El secreto para eliminar un miedo irreal consiste, por consiguiente en prohibirse un abuso imaginativo, y eso está al alcance del miedoso, en la medida en la que se convenza de que tiene poder para controlar su propio pensamiento y realice pruebas empíricas para comprobarlo.
Imaginemos a una persona que cuando ve acercarse a alguien por la acera piensa, Y si fuese un ladrón que me quiere apuñalar y robar? Esta irrealizando el peligro, puesto que la manera de reconocer a un ladrón es ver que nos está asaltando, y nada hay que podamos hacer para evitar que nos pueda ocurrir un accidente que podamos hacer para evitar que nos pueda ocurrir un accidente de ese tipo, como en general de todo tipo de accidentes inusuales.
Pero el sujeto se puede empeñar en vivirse en pesadilla, aseverando, jurando y perjurando que no-puede evitar el pensarlo, cree que es víctima de una enfermedad, de carácter misterioso o maléfico. Es un problema de fé mágica.
Tenemos que comprender que hay personas que creen, tiene fé en fantasías, mitos, supersticiones, fantasmas -y esos fantasmas son los de una época actual-.
Nuestro ejemplo, en particular, consiste en que la persona cree en una fantasía de una supuesta pérdida de control del pensamiento. al tener fé en que no puede cambiar, contrarrestar las fantasías que ella misma se ha encargado de producir antes, se abandona, justificándose, a su actividad de darse miedo.
Una mano se vuelve ciega a lo que hace la otra. Lo que por una parte hace, por otra lo desdice. Si la persona reconociese que sus ladrones son fantasmas que convoca deliberadamente, y no una forma correcta de protegerse razonablemente de peligros, seguramente estaría dispuesta a sentirse con el poder de prohibirse pensar en ello.
Si bien un peligro real existe, y en ocasiones es difícil incluso sortearlo, un peligro quimérico se derrumba de un plumazo. Basta no creer en él. Y el sujeto siempre sabe, en tales casos, que ningún ladrón le asalta a la vuelta de la esquina, sino es en su fantasía.

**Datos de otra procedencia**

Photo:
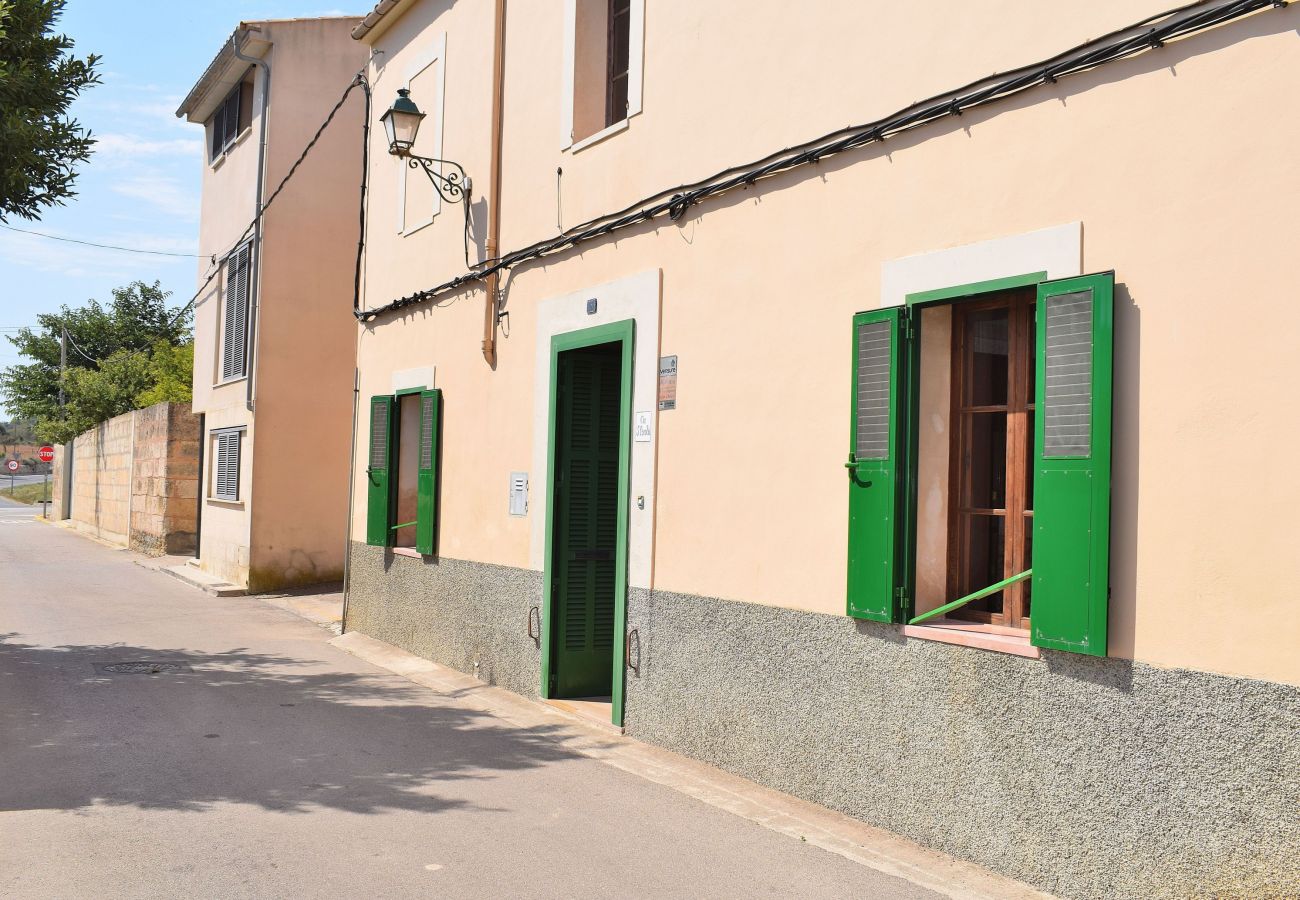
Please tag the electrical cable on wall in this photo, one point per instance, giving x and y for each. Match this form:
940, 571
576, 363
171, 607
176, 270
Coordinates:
1118, 44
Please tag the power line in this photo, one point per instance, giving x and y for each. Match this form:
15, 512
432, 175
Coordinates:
675, 202
102, 246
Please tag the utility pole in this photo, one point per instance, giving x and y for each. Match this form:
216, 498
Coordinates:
63, 366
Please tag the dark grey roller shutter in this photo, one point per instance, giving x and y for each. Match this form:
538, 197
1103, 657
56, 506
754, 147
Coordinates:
228, 466
380, 435
872, 392
1067, 376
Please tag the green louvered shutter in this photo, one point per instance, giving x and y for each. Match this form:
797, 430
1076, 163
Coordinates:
875, 466
378, 470
427, 480
1071, 464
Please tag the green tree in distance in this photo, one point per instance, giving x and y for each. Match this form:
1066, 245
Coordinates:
131, 354
39, 78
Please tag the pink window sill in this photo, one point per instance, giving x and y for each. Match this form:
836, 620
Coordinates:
971, 634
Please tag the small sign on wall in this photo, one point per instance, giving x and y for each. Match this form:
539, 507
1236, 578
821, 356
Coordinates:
667, 383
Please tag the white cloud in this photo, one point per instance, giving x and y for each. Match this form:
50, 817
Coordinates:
163, 193
126, 147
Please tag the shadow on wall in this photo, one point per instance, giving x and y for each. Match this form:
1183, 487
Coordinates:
1126, 428
94, 744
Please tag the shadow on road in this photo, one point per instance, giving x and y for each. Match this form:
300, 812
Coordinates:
242, 727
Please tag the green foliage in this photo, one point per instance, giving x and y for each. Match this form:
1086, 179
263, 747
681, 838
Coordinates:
170, 375
118, 357
39, 145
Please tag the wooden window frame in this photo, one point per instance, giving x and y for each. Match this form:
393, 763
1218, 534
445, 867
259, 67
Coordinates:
1015, 514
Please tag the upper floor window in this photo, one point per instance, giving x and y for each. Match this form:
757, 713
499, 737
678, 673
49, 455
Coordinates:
602, 66
234, 315
230, 119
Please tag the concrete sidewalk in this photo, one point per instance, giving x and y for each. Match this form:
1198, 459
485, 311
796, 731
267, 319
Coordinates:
254, 754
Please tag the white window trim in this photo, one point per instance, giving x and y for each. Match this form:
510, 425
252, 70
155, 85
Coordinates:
636, 74
1057, 250
434, 56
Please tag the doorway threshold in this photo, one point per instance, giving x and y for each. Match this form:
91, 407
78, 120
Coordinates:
593, 710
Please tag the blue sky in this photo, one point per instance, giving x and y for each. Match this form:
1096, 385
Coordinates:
141, 187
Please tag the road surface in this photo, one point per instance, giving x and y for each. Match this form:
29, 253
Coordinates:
264, 762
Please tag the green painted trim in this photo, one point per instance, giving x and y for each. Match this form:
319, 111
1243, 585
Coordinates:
967, 598
620, 332
975, 288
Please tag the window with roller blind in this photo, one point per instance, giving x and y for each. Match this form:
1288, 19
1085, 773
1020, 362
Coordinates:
234, 314
232, 116
224, 474
979, 461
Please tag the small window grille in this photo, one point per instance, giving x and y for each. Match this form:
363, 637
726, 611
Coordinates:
226, 466
872, 399
1067, 386
378, 435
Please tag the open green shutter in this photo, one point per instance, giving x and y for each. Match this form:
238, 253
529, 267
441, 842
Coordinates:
1071, 464
875, 467
427, 481
378, 470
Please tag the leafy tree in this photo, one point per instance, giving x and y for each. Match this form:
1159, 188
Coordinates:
111, 360
39, 78
170, 375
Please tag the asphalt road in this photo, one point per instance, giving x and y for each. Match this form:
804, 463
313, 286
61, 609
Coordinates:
276, 765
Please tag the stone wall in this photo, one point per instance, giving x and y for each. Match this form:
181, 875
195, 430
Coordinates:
165, 480
135, 480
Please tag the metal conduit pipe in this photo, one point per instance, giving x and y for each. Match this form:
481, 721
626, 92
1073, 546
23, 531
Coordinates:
498, 92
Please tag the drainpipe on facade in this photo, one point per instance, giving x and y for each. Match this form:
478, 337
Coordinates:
254, 333
498, 78
351, 488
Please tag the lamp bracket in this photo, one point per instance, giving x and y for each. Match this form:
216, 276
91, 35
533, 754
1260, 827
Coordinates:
453, 186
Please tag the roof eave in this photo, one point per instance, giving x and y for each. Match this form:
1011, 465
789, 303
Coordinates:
222, 73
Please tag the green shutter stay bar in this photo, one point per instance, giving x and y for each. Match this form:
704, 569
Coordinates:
984, 592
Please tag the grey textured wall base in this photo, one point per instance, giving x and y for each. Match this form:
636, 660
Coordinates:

1. Podemos aceptar como agentes a personajes literarios, dibujos animados, protagonistas de los sueños y en general a todo aquello a lo que podamos atribuir cierta intencionalidad. Los accidentes causados por fuerzas naturales no tienen un momento de anticipación, ni intención ni pueden estar en un fase de posibilidad electiva. Greimas los llama actantes en vez de agente. Ver en A.J. Greimas, Semántica estructural, Biblioteca Románica Hispánica, Ed. Gredos, Madrid 1973, pág. 263 y ss.
2. A. Miller, E. Galanter, K.A. Pribram, Planes y estructura de la conducta, Ed. Debate, Madrid 1983.